More on Potential Conflict of Interest with Open Data (OD) Mandates

SH: Benjamin Geer suggests [requiring OD] immediately upon publication (presumably the publication of a refereed journal article based on the data in question). But the first of the [data-] collector’s articles based on that collection or the last? How many are allowed with exclusivity? and how long?… What if [the data-collector has] gathered a lot of time-consuming data, amenable to a lot of time-consuming analysis?

BG:What if they’ve gathered enough data for a lifetime of analysis?  Should they have the right to hoard their data for the rest of their life?   Where do you draw the line?  Does it make any difference, ethically, whether they collected that data using public funds?

It’s not for me (or anyone) to draw the line uniformly, a-priori. The length of time researchers may need to embargo access to the data they have gathered is something that depends on the field and data, and hence OD needs to be negotiated with the funder, possibly on a case by case basis.

This is notably not the case with OA to published research, in which, without exception, research, researchers, their funders and their institutions all benefit most from OA being provided immediately upon acceptance for publication (and the only conflict of interest is with a 3rd-party service-provider: the publisher).

Benjamin Geer proposes, simply, that research data should be made OD immediately upon publication. I am pointing out the genuine complications that this is failing to take into account. I am not at all suggesting that OD, as soon as possible, is not a good and desirable thing. It is simply far from being as straightforward as OA, especially insofar as mandating (i.e., requiring) is concerned, because there is no conflict with the researcher’s interest in the case of OA, whereas there may well be considerable conflict with the researcher’s interest in the case of OD. And it is all about timing.

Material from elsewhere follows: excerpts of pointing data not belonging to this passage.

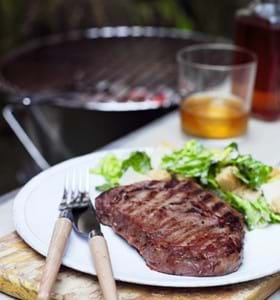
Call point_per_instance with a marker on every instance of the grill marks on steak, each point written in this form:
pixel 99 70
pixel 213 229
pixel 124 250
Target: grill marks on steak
pixel 177 226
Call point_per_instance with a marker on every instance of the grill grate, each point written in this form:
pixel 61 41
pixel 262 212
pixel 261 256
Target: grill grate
pixel 120 65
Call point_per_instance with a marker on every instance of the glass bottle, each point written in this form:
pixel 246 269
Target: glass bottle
pixel 257 28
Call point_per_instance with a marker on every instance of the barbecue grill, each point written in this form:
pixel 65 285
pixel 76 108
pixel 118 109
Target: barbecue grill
pixel 116 78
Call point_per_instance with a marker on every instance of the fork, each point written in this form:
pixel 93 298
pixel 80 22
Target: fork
pixel 62 229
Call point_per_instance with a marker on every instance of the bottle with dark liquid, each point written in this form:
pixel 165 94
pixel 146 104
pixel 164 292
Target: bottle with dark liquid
pixel 258 29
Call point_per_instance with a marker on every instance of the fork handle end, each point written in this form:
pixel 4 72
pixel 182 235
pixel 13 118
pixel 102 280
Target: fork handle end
pixel 57 245
pixel 102 263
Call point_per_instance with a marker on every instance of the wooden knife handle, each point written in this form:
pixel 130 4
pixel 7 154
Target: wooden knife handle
pixel 102 263
pixel 57 245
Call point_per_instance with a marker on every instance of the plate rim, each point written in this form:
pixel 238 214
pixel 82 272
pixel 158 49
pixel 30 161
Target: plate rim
pixel 24 232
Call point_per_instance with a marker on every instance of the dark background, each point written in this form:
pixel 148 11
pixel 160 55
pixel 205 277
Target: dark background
pixel 21 21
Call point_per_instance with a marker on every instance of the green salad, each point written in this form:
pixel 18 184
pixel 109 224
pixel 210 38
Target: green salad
pixel 231 175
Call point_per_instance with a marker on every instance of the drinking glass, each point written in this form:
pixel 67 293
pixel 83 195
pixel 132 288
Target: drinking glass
pixel 216 83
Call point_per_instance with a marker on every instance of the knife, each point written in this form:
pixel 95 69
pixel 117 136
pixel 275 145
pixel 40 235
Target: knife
pixel 86 224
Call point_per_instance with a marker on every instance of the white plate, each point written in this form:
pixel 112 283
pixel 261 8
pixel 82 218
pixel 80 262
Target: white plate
pixel 35 211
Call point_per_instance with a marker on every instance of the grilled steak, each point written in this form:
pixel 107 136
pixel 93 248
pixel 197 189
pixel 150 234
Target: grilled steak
pixel 177 226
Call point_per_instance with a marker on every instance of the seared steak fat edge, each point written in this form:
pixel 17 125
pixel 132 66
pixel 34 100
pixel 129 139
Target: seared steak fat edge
pixel 177 226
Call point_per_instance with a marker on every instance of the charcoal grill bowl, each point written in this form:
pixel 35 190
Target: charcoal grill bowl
pixel 44 72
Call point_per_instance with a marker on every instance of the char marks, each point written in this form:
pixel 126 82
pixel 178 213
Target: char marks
pixel 177 226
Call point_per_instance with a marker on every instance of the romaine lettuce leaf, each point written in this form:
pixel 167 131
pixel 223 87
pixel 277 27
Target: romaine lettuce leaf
pixel 112 168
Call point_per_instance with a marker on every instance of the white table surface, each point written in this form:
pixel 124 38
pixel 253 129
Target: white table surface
pixel 262 140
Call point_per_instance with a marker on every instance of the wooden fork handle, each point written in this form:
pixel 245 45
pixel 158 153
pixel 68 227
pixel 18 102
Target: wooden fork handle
pixel 102 263
pixel 57 245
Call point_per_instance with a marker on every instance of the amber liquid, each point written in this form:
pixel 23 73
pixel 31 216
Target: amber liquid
pixel 213 116
pixel 263 38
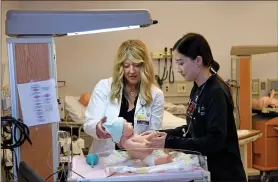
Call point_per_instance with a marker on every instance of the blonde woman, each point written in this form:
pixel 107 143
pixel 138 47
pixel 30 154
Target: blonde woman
pixel 130 93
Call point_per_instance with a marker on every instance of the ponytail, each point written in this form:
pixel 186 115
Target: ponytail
pixel 214 69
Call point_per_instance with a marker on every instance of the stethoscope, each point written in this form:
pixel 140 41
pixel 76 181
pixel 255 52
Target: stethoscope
pixel 190 102
pixel 143 104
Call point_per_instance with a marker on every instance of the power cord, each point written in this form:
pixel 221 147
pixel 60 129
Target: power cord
pixel 16 125
pixel 8 123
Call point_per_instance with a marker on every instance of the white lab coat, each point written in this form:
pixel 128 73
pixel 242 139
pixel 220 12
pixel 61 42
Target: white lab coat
pixel 100 106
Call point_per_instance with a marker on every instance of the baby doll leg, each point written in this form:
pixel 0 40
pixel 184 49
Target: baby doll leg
pixel 158 157
pixel 163 159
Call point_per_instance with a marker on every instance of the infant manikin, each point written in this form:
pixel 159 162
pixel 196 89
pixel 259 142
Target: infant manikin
pixel 265 102
pixel 136 145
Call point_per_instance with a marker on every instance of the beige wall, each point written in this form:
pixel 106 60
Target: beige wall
pixel 224 24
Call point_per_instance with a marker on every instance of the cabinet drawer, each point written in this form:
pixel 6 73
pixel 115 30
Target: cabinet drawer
pixel 272 151
pixel 272 131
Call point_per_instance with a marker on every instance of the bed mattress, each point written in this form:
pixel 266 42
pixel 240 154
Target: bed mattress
pixel 84 172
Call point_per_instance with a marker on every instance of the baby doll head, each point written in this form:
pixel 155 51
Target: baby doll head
pixel 118 127
pixel 128 129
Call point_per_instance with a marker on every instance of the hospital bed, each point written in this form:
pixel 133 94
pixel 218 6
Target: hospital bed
pixel 186 167
pixel 76 111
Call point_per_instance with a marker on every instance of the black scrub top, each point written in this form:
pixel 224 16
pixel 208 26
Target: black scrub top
pixel 127 115
pixel 211 130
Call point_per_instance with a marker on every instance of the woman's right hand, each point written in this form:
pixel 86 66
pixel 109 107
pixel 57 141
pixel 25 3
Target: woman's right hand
pixel 148 132
pixel 100 129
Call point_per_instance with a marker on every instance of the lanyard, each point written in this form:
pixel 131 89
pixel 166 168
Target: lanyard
pixel 196 97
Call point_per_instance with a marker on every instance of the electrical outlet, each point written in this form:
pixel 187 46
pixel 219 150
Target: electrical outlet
pixel 255 87
pixel 263 85
pixel 166 87
pixel 181 88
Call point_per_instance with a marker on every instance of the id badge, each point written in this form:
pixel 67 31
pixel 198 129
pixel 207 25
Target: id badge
pixel 143 119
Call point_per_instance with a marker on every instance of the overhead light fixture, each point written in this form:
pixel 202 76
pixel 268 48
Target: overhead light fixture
pixel 103 30
pixel 68 23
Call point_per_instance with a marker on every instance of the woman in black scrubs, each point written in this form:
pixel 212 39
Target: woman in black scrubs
pixel 210 128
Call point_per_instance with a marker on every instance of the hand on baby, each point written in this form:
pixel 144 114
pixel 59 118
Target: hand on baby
pixel 100 131
pixel 156 139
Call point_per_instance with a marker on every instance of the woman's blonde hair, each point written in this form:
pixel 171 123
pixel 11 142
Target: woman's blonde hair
pixel 137 52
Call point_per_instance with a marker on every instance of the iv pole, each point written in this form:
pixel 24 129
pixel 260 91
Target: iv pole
pixel 32 57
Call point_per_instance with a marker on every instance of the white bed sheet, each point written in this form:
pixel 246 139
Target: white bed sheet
pixel 75 110
pixel 98 174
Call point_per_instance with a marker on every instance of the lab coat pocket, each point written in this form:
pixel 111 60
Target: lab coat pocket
pixel 140 128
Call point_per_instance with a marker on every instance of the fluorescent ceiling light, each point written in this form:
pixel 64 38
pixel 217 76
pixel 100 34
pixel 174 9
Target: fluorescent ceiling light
pixel 103 30
pixel 64 23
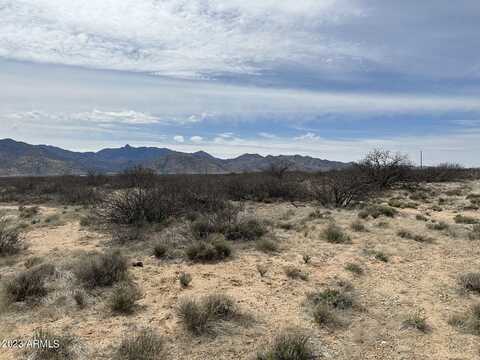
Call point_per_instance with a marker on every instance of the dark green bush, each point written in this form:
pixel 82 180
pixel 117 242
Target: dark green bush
pixel 11 239
pixel 124 298
pixel 98 270
pixel 335 235
pixel 30 284
pixel 142 345
pixel 292 345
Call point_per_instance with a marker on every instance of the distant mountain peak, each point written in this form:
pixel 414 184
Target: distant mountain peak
pixel 22 159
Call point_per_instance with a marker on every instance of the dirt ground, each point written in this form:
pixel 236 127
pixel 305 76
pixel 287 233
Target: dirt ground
pixel 419 276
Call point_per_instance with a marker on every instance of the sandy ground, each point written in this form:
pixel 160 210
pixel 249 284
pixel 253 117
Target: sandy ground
pixel 418 277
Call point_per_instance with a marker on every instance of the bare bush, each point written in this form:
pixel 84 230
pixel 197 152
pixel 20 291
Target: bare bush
pixel 98 270
pixel 384 168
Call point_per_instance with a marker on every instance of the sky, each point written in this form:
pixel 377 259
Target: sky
pixel 327 78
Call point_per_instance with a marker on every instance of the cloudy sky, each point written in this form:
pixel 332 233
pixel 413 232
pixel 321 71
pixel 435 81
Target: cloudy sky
pixel 327 78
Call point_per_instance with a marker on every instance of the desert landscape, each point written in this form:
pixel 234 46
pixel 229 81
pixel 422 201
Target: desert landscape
pixel 132 267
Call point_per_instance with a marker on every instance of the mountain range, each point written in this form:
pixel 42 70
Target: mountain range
pixel 22 159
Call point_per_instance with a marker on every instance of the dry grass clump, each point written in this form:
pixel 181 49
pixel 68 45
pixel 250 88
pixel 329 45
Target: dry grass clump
pixel 440 226
pixel 405 234
pixel 185 279
pixel 124 297
pixel 358 226
pixel 209 251
pixel 475 233
pixel 327 305
pixel 354 268
pixel 99 270
pixel 29 285
pixel 375 211
pixel 295 273
pixel 28 212
pixel 291 345
pixel 11 239
pixel 469 322
pixel 339 298
pixel 262 269
pixel 416 321
pixel 246 230
pixel 128 234
pixel 336 235
pixel 267 245
pixel 470 282
pixel 54 347
pixel 142 345
pixel 377 255
pixel 200 316
pixel 462 219
pixel 402 204
pixel 421 217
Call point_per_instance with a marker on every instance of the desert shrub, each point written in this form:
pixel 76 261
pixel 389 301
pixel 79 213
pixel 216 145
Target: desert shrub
pixel 416 237
pixel 142 345
pixel 420 217
pixel 30 284
pixel 128 234
pixel 200 316
pixel 462 219
pixel 133 206
pixel 33 261
pixel 28 212
pixel 335 298
pixel 291 345
pixel 247 229
pixel 384 168
pixel 80 298
pixel 124 297
pixel 185 279
pixel 340 188
pixel 205 226
pixel 416 321
pixel 99 270
pixel 335 235
pixel 160 250
pixel 469 322
pixel 440 226
pixel 87 220
pixel 358 226
pixel 381 256
pixel 375 211
pixel 295 273
pixel 267 245
pixel 475 233
pixel 306 258
pixel 324 315
pixel 402 204
pixel 354 268
pixel 207 251
pixel 11 239
pixel 56 347
pixel 470 282
pixel 262 269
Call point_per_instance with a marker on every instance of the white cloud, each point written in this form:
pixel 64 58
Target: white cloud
pixel 267 135
pixel 181 38
pixel 196 139
pixel 179 138
pixel 308 136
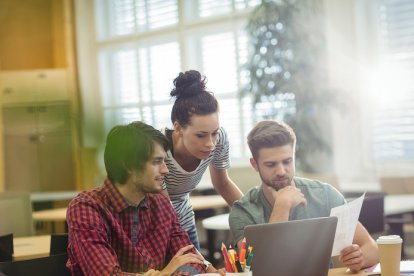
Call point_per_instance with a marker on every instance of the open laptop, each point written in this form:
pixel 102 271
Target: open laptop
pixel 300 247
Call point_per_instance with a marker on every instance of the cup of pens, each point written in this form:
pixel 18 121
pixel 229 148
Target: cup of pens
pixel 238 263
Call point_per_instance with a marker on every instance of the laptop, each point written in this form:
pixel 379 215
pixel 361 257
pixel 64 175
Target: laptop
pixel 299 247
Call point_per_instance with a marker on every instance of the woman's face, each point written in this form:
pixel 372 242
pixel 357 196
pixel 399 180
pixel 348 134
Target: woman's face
pixel 200 136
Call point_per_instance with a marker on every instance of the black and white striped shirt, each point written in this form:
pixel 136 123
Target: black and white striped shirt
pixel 180 183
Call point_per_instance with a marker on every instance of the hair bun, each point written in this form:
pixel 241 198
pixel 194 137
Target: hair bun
pixel 188 84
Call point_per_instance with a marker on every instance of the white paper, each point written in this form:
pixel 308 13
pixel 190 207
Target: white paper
pixel 348 215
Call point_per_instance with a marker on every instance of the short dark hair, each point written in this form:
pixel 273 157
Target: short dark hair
pixel 269 134
pixel 129 147
pixel 192 98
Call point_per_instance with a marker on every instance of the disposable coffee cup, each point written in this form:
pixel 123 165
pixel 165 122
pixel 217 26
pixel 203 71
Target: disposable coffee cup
pixel 390 254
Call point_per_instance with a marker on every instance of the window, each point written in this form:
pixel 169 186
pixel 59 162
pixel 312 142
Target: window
pixel 393 117
pixel 144 44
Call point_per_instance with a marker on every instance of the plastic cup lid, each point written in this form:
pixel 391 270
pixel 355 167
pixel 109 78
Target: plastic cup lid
pixel 390 239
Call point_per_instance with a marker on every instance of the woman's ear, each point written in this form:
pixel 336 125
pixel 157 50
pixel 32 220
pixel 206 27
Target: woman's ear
pixel 177 127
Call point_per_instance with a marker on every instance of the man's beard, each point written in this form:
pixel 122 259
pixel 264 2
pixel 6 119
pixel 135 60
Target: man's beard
pixel 277 184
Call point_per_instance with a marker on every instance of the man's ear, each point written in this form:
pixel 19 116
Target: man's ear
pixel 253 163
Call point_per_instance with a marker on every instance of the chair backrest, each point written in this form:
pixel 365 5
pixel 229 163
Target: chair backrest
pixel 372 211
pixel 47 266
pixel 6 247
pixel 16 214
pixel 58 243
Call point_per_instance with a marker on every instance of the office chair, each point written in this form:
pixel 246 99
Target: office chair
pixel 58 243
pixel 46 266
pixel 6 248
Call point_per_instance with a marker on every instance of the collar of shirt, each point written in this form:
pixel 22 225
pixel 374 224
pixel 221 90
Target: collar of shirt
pixel 115 199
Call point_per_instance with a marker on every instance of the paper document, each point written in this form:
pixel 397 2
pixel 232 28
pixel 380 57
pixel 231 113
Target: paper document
pixel 348 215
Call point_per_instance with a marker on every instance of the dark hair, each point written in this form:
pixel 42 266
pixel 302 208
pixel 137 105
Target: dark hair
pixel 129 147
pixel 269 134
pixel 191 98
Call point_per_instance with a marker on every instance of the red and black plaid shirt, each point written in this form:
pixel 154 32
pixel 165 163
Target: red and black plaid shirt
pixel 107 236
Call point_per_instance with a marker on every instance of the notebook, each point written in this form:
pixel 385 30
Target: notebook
pixel 300 247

As a consequence, it is very important to keep OA and OD separate, especially as regards mandates. Because of the conflict of interest, this is not a matter to be settled by a-priori ideology or edict, but by realism, fairness and pragmatics.

(By way of an indication that I am fully cognizant of (and opposed to) authors sitting unnecessarily long on their database, there was in my own field a case in which a team of researchers had been funded to collect data worldwide for a global color perception database. There was considerable controversy and consternation in the field after the data-gathering because of delays in publication and release. Many researchers in the field felt that the delays in both had slowed rather than advanced research progress. Here was a case where an advance negotiation between the funders and the researchers on the permissible length of the access embargo would have been helpful, would probably have speeded the research, and would probably have resulted in greater research progress. But the punchline from such cases is certainly not that for all data the embargo should therefore be of length zero, either between data of collection and date of publication or between data of publication and date of data-release as OD. The punchline is that OD parameters need to be negotiated in advance, on a case by case basis, with an emphasis on publication as well as release as soon as fair and practicable. There is nothing like this with OA.)

In summary, unlike the case of open access to refereed research articles, the case of open access to data, like the case of open access to books, is not an open and shut one. OD mandates are desirable, and justifiable, but their parameters will have to be negotiated field by field, case by case. And the terrain will be much better prepared for the more complicated case of mandating OD once we have successfully reached the simpler (and more urgent) goal of universally mandating OA.

Stevan Harnad American Scientist Open Access Forum